Everywhere during and after the attacks the world saw the spirit of leadership—a determination to decide for oneself what was the right thing to do and then to march out and do it, regardless of the risks. In the emergency room, Pelloux was surrounded by doctors who only a week earlier had been on strike to protest funding cuts; now they filled the hospitals. The taxi drivers whom visitors chronically complain about shut off their meters and gave free rides to the many people trying desperately to get home. Parisians quickly began using a new Twitter hashtag, #Portesouvertes—open doors—to offer their homes to people who needed a place to stay. Inviting strangers into your home? On that night? Crazy. But the right thing to do.

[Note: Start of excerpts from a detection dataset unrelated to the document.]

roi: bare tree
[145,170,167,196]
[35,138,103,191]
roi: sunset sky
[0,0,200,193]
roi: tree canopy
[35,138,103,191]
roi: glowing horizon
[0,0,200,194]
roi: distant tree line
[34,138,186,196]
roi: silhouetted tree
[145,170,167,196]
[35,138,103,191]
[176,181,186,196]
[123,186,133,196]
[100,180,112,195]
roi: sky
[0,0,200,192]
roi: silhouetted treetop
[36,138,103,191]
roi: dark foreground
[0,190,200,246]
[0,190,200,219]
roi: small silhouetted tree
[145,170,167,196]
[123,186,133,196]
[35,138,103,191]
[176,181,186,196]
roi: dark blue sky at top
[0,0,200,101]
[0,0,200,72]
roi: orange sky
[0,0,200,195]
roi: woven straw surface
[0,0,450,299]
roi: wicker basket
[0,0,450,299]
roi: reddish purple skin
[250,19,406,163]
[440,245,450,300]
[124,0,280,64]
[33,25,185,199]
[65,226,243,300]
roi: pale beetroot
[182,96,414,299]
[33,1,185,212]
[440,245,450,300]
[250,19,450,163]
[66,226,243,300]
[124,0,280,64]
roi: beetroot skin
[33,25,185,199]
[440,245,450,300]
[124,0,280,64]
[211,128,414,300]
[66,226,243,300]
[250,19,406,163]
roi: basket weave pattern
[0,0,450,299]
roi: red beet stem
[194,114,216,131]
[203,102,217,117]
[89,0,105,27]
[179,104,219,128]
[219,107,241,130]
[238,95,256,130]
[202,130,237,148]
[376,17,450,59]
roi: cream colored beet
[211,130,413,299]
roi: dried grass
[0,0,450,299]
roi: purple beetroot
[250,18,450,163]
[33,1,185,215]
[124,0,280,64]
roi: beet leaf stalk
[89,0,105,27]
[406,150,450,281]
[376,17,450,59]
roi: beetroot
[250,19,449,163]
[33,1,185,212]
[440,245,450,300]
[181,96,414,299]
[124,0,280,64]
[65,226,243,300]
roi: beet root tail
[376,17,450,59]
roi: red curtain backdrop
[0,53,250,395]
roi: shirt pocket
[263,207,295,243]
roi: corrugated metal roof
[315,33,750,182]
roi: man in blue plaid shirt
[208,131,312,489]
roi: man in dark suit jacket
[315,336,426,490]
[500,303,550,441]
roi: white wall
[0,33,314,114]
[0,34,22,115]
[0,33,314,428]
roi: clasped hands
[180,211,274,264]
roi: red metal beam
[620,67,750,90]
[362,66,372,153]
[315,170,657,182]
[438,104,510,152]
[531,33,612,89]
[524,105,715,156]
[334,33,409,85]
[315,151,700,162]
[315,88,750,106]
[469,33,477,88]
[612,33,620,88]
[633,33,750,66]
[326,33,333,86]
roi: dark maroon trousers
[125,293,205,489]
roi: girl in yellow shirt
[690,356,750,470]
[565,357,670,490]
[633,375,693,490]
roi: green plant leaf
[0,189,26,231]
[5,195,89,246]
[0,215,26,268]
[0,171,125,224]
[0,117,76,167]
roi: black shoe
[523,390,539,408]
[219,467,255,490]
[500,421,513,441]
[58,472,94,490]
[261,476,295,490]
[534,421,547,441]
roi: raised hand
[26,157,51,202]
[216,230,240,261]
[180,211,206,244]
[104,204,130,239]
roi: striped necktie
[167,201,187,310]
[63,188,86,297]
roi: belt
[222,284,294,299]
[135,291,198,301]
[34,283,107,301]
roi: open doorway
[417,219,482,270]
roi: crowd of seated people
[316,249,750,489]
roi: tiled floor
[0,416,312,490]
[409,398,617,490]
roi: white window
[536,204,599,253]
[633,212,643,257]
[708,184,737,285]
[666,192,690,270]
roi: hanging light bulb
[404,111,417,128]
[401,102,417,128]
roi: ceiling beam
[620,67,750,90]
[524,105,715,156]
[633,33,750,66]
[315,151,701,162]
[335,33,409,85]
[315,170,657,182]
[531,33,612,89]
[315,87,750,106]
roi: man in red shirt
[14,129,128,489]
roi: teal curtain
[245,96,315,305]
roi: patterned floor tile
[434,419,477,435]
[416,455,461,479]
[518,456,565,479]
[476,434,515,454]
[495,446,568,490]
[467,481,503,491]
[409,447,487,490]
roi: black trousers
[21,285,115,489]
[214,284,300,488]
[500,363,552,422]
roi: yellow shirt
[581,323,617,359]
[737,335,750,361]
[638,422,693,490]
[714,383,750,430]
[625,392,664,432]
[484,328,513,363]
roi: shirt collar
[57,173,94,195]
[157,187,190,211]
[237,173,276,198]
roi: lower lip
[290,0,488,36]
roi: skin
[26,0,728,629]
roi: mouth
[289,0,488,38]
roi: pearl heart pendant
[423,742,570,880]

Thousands of people lined up on sidewalks Saturday to donate blood, defying orders to stay inside. There are reports of injured victims leaving the hospital earlier than recommended because they believed others needed the beds more. On Saturday night, many people made a point of dining out at restaurants on the very streets where diners had been killed the night before. Public rallies were forbidden for obvious security reasons, yet on Sunday thousands turned out in the Place de la Republique under a huge banner saying “Not Afraid.”

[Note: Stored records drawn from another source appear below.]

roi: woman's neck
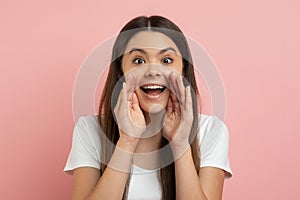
[134,111,165,169]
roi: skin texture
[73,31,225,200]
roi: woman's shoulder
[198,114,229,151]
[74,115,100,138]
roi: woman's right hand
[114,74,146,147]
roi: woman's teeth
[142,85,164,90]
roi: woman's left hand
[162,72,194,152]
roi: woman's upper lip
[140,83,166,88]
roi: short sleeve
[64,116,100,175]
[200,116,232,178]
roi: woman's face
[122,31,183,113]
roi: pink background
[0,0,300,200]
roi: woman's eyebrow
[129,47,177,54]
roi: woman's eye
[133,58,145,64]
[162,58,173,64]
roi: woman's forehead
[124,31,180,54]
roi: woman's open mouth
[140,84,166,99]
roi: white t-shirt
[64,114,232,200]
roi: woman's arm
[72,136,138,200]
[175,144,225,200]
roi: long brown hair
[98,16,200,200]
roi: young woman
[65,16,231,200]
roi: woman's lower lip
[142,89,166,100]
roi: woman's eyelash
[161,57,173,64]
[132,58,145,64]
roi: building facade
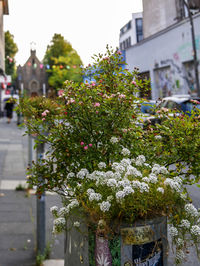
[119,12,143,51]
[122,0,200,100]
[0,0,8,72]
[126,13,200,99]
[17,50,48,97]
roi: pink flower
[118,94,126,98]
[42,111,47,116]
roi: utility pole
[183,0,200,97]
[36,142,46,255]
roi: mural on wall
[154,36,200,98]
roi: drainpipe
[183,0,200,97]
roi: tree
[5,31,18,76]
[43,33,82,88]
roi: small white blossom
[115,191,126,200]
[106,171,114,178]
[53,217,66,234]
[98,162,106,169]
[155,135,162,139]
[74,221,80,227]
[179,219,190,229]
[107,178,117,187]
[135,155,146,166]
[121,148,131,156]
[157,187,165,194]
[142,176,149,183]
[115,164,125,174]
[120,159,131,167]
[50,206,58,216]
[185,203,198,217]
[67,172,75,178]
[99,201,111,212]
[110,137,119,144]
[123,186,134,195]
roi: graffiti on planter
[132,239,163,266]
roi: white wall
[126,14,200,99]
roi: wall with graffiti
[126,13,200,99]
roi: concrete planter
[65,217,168,266]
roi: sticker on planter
[132,239,163,266]
[121,225,154,245]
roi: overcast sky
[4,0,142,66]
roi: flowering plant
[19,47,200,262]
[51,148,200,264]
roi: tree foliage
[44,34,82,88]
[5,31,18,76]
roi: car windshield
[183,100,200,113]
[141,102,156,114]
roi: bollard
[36,143,46,255]
[28,134,33,168]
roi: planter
[65,217,167,266]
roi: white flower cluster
[132,180,149,193]
[67,172,75,179]
[152,164,168,175]
[164,178,181,192]
[176,249,185,263]
[157,187,165,194]
[58,206,70,217]
[185,203,198,217]
[74,221,80,227]
[179,219,190,229]
[89,193,102,201]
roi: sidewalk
[0,117,64,266]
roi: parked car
[141,95,200,127]
[158,95,200,115]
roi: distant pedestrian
[4,98,15,124]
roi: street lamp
[183,0,200,97]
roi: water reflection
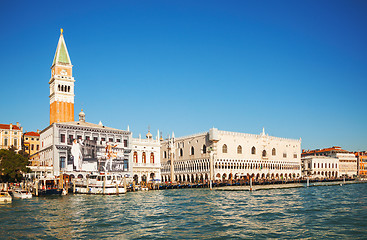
[0,184,367,239]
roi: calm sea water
[0,184,367,239]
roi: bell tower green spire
[52,28,71,66]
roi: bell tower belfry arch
[48,29,75,124]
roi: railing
[133,163,161,167]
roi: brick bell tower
[48,29,75,125]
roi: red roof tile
[0,124,20,130]
[23,132,40,137]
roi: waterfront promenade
[0,184,367,239]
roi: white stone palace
[31,111,132,178]
[161,128,301,182]
[131,131,161,183]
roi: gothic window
[222,144,228,153]
[150,153,154,163]
[271,148,277,156]
[237,145,242,154]
[251,147,256,154]
[143,152,147,163]
[61,134,65,143]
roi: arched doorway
[133,174,139,184]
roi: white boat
[0,192,13,203]
[75,173,126,195]
[13,189,32,199]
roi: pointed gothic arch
[237,145,242,154]
[222,144,228,153]
[251,147,256,154]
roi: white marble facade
[131,132,161,184]
[161,128,301,182]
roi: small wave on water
[0,184,367,239]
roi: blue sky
[0,0,367,151]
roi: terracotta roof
[23,132,40,137]
[0,124,20,130]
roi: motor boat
[0,192,13,203]
[73,173,126,195]
[13,189,32,199]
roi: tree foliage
[0,148,29,182]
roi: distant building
[49,29,75,125]
[23,130,40,156]
[302,146,357,177]
[30,111,132,178]
[30,30,132,178]
[131,131,161,183]
[354,152,367,176]
[161,128,301,182]
[0,122,23,151]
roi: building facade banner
[67,139,129,172]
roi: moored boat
[73,173,126,195]
[12,189,32,199]
[0,192,12,203]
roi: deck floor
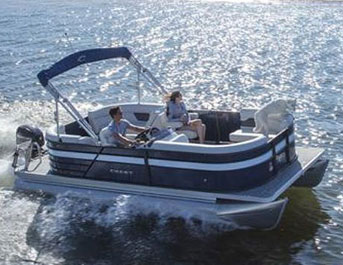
[17,147,324,203]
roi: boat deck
[16,147,324,203]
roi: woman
[166,91,206,144]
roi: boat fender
[16,125,45,158]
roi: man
[108,107,145,146]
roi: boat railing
[268,125,296,173]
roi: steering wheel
[135,128,151,142]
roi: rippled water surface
[0,0,343,264]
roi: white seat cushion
[99,127,116,145]
[152,111,198,139]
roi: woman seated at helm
[166,91,206,144]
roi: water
[0,0,343,265]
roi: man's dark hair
[108,106,120,118]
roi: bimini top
[37,47,132,87]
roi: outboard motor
[12,125,45,170]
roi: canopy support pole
[137,70,141,104]
[55,98,61,142]
[45,82,98,141]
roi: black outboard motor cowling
[16,125,45,158]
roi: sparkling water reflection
[0,0,343,264]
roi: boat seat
[99,127,116,146]
[229,130,262,143]
[151,111,198,139]
[45,125,98,145]
[241,108,294,135]
[168,133,189,143]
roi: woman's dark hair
[108,106,120,118]
[170,90,181,103]
[165,90,181,116]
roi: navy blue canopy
[37,47,132,86]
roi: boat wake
[21,192,235,264]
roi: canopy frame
[37,47,168,141]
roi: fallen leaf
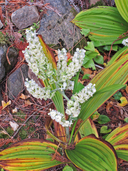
[117,97,128,107]
[20,93,30,100]
[1,100,11,110]
[9,121,19,131]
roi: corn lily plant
[0,29,128,171]
[72,0,128,47]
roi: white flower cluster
[25,79,55,100]
[23,27,54,81]
[23,27,85,99]
[48,110,72,127]
[23,28,96,127]
[48,83,96,127]
[122,38,128,46]
[66,83,96,117]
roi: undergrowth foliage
[0,0,128,171]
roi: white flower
[122,38,128,46]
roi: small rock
[7,64,28,100]
[11,6,39,29]
[0,20,3,29]
[38,0,81,48]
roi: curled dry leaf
[1,100,11,109]
[9,121,19,131]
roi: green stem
[68,121,77,145]
[65,127,69,140]
[59,91,70,101]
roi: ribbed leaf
[115,0,128,22]
[65,135,117,171]
[105,124,128,146]
[79,118,99,138]
[0,139,62,171]
[75,54,128,138]
[114,142,128,161]
[72,6,128,46]
[107,46,128,65]
[105,124,128,161]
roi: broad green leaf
[81,29,90,37]
[75,55,128,136]
[78,84,123,121]
[84,42,95,51]
[83,59,96,70]
[82,74,90,80]
[107,46,128,65]
[0,139,63,171]
[118,97,128,107]
[65,135,117,171]
[103,45,118,51]
[115,0,128,22]
[100,125,111,134]
[105,124,128,161]
[79,118,99,138]
[72,6,128,47]
[114,144,128,161]
[97,115,110,124]
[86,51,98,59]
[105,124,128,146]
[63,165,73,171]
[113,91,122,100]
[94,55,104,65]
[90,111,100,121]
[83,55,90,65]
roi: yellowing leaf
[20,93,30,100]
[1,100,11,109]
[118,97,128,106]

An accountant named Bertrand Bourgeois was fishing in the Seine under a bridge in central Paris on the morning after the attacks. He explained to a New York Times reporter that he normally does his fishing outside the city, where he lives, and of course the public authorities (and his wife) had told him to stay home. But, he said, “something in me felt like it was important to be here, to say ‘still alive.’”
Across Paris, people with nothing in common ignored prudent advice or direct orders and did what they knew to be right. That’s what leaders do. You could say that these people weren’t really leaders because they had no one to lead. Or you could say that they were leaders to Paris and the world.
Most of the time as we look around us we feel despondently that the spirit of leadership is a rare thing. But sometimes it isn’t.